Government Senators’ Dissenting Report

1.      The Labor Party and Greens Political Party majority of the Legal and Constitutional Affairs References committee (the committee) have contended that the Attorney-General has failed to answer a number of questions in their Appendix 1 of the committee’s interim report.  

2.      Answers to questions on notice from the hearing (during which questions were addressed to the Attorney-General’s Department) on 17 February were provided to the committee on 24 March 2017 (in an email from Alana Fraser of the Attorney-General’s Department to the Secretariat). 

3.      Answers to questions taken on notice at the hearing on 8 March 2017 (addressed to the Attorney-General) were provided on 23 March and 29 March 2017.   

4.      All bar one of the questions[1] specifically cited by the committee were answered in the above responses.  More particularly:

Question No. Response Provided PII Claim made
1 24 March 2017, pp.2-3 Yes- over notes (see from ‘it would not be appropriate to further disclose the nature of the issues covered’)
2 No
3 24 March 2017, pp.14-5 n/a
4 24 March 2017, pp.14-5 n/a
5 23 March 2017 Yes- refer from ‘the public interest in non-disclosure’ onwards. 

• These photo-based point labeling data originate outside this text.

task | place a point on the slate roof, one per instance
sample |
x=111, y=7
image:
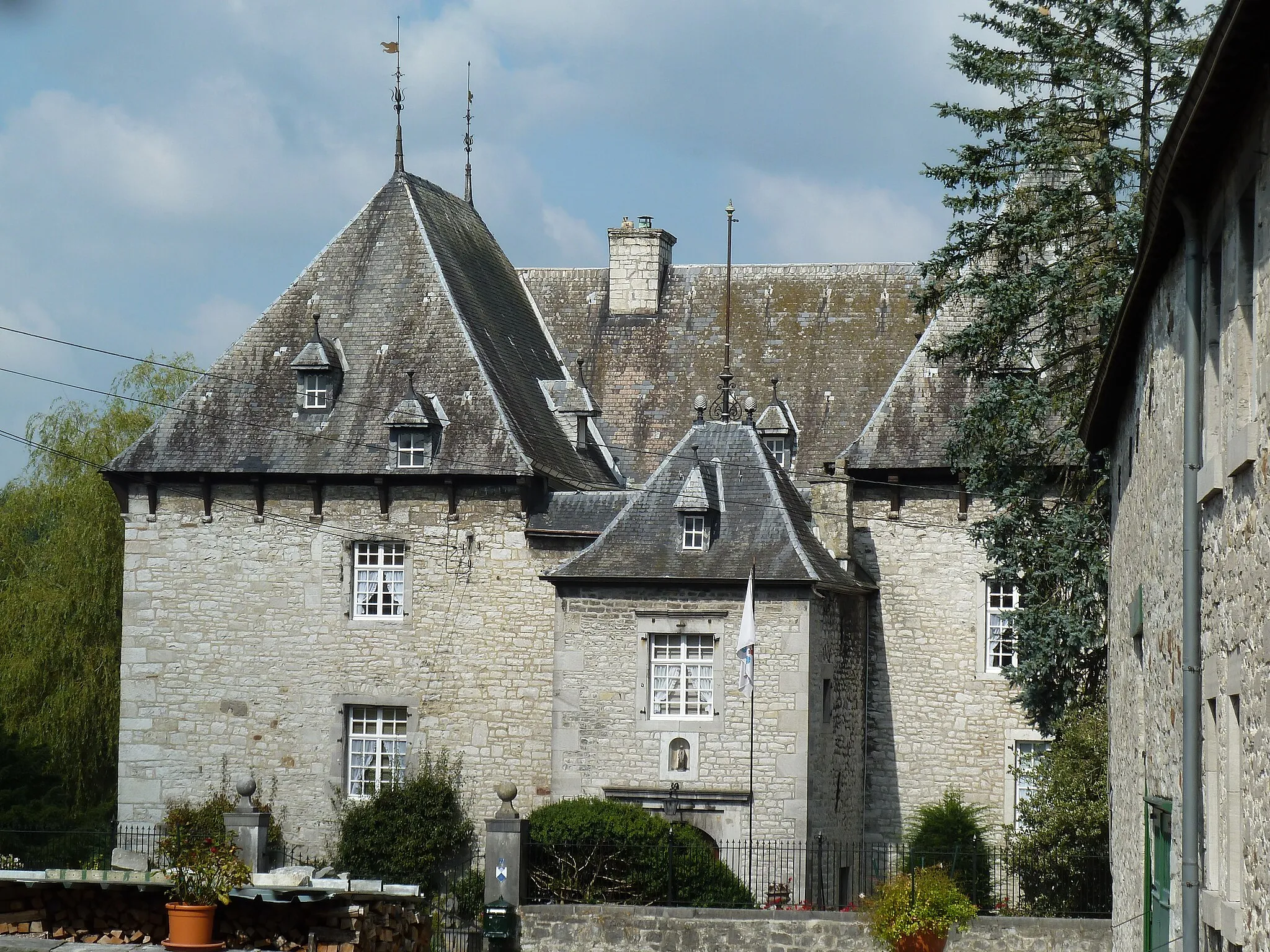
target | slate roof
x=414, y=281
x=836, y=335
x=761, y=516
x=918, y=415
x=572, y=513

5.      The sole unanswered question was asked at the committee’s hearing on 17 February 2017. Given that all of the questions on notice from that hearing were otherwise answered in the response tabled on 24 March, the most likely explanation is that this question was accidentally overlooked, either by officials of the Attorney-General’s Department or the Attorney-General’s Office.   Government Senators note that this oversight has now been brought to the Attorney General's attention and would urge the Attorney General to provide an answer to the committee at his earliest convenience.

6.      The majority report also contends that the Attorney-General should make a public interest immunity claim on the basis of legal professional privilege, or that documents were confidential. 

7.       In fact he Attorney-General’s response to the committee tabled on 23 March 2017 contained, under the heading ‘the public interest in non-disclosure’ a comprehensive explanation of the harm to the public interest that would result from answering the relevant questions on notice (see Appendix 1 to this Dissenting Report). The Attorney has complied with the committee's request.

Senator David Fawcett

 

Government Senators’ Dissenting Report

Appendix 1

The public interest in non-disclosure

It is not in the public interest to depart from the established position that has been maintained over many years by successive governments, from both sides of politics, not to disclose privileged legal advice.  Absent exceptional circumstances, it is essential that privileged legal advice provided to the Commonwealth remain confidential.  Access by Government to such confidential advice is, in practical terms, critical to the development of sound Commonwealth policy and robust law-making.

The High Court of Australia has repeatedly affirmed that there is a public interest in maintaining the confidentiality of legal advice.  In Grant v Downs, Stephen, Mason and Murphy JJ stated:[2]

The rationale of this head of privilege, according to traditional doctrine, is that it promotes the public interest because it assists and enhances the administration of justice by facilitating the representation of clients by legal advisers.

It has further been recognised that the doctrine of legal professional privilege itself arises from a weighing of the public interest for and against disclosure.  In Waterford v Commonwealth, Mason and Wilson JJ opined:[3]

Legal professional privilege is itself the product of a balancing exercise between competing public interests whereby, subject to the well-recognised crime or fraud exception, the public interest in “the perfect administration of justice” is accorded paramountcy over the public interest that requires, in the interests of a fair trial, the admission in evidence of all relevant documentary evidence.  Given its application, no further balancing exercise is required.

That view was reaffirmed by Gleeson CJ, Gaudron and Gummow JJ in Esso Australia Resources Limited v Commissioner of Taxation.[4]   Their honours succinctly stated the rationale for the privilege: it “exists to serve the public interest in the administration of justice by encouraging full and frank disclosure by clients to their lawyers.”

It follows from these observations that the specific harm that the doctrine seeks to prevent is the harm to the administration of justice that would result from the disclosure of confidential interactions between lawyer and client.

It also follows that to invoke the doctrine of legal professional privilege is to identify the specific harm to the administration of justice that the doctrine seeks to prevent.

Here, the Committee’s questions go to the heart of the Commonwealth’s approach to constitutional litigation in the High Court.  Disclosure of advice in this context would mean that in some of the most sensitive litigation faced by the Commonwealth — constitutional litigation with a State — the Commonwealth could no longer be assured that its dealings with its lawyers would remain confidential. 

There may be circumstances where there is an overriding public interest in disclosure, notwithstanding a legitimate legal professional privilege claim.  Indeed, the common law itself has long recognised that legal professional privilege is not absolute.[5]